`/get` endpoint does not return the best match to the query

snejus commented 5 days ago

Hi @tranxuanthang, following your suggestion under https://github.com/beetbox/beets/pull/5406 I now attempt to find matching lyrics using the /get endpoint, and only perform /search if they could not be found.

Thanks to synced lyrics availableion this database, the other day I added lyrics display in my music widget, which depends on accurate timestamps, and I noticed that lyrics are out of sync for some tracks.
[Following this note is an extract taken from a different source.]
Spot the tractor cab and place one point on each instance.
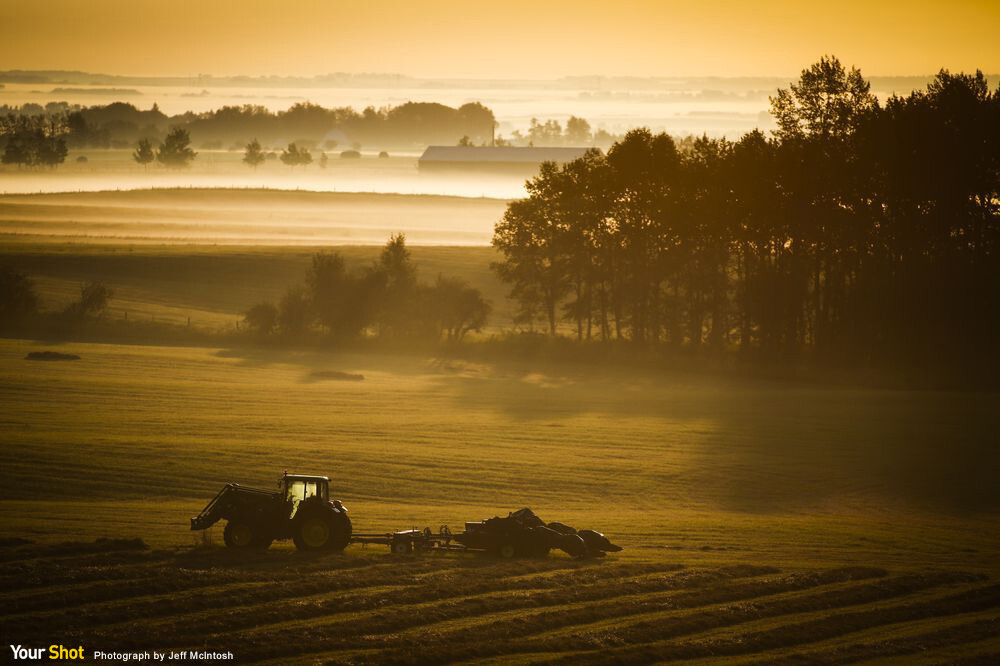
(296, 488)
One of them was this track:

Artist: Armin van Buuren Feat. Laura V Title: Drowning (Avicii Remix) Album: A State Of Trance Classics 14 Duration: 473.0

I checked and found its lyrics were fetched using the /get endpoint:

$ curl https://lrclib.net/api/get \
  --url-query artist_name="Armin van Buuren Feat. Laura V" \
  --url-query track_name="Drowning (Avicii Remix)" \
  --url-query album_name="A State Of Trance Classics 14" | 
  jq '{albumName, artistName, trackName, duration}'

{
  "albumName": "Mirage (The Remixes) [Bonus Tracks Edition]",
  "artistName": "Armin van Buuren feat. Laura V",
  "trackName": "Drowning - Avicii Remix",
  "duration": 472.0
}

Note that I receive the same data when I provide the duration field:

$ curl https://lrclib.net/api/get \
  --url-query artist_name="Armin van Buuren Feat. Laura V" \
  --url-query track_name="Drowning (Avicii Remix)" \
  --url-query album_name="A State Of Trance Classics 14" \
  --url-query duration=473 | 
  jq '{albumName, artistName, trackName, duration}'

{
  "albumName": "Mirage (The Remixes) [Bonus Tracks Edition]",
  "artistName": "Armin van Buuren feat. Laura V",
  "trackName": "Drowning - Avicii Remix",
  "duration": 472.0
}

When I perform the search for the artist and title

curl https://lrclib.net/api/search \
  --url-query artist_name="Armin van Buuren Feat. Laura V" \
  --url-query track_name="Drowning (Avicii Remix)" | 
  jq 'map({id, albumName, artistName, trackName, duration})' | 
  table

I see the following data

The lyrics I'm after are under id 12429604, and it seems like it should be the closest match to my query. I can provide more examples if required.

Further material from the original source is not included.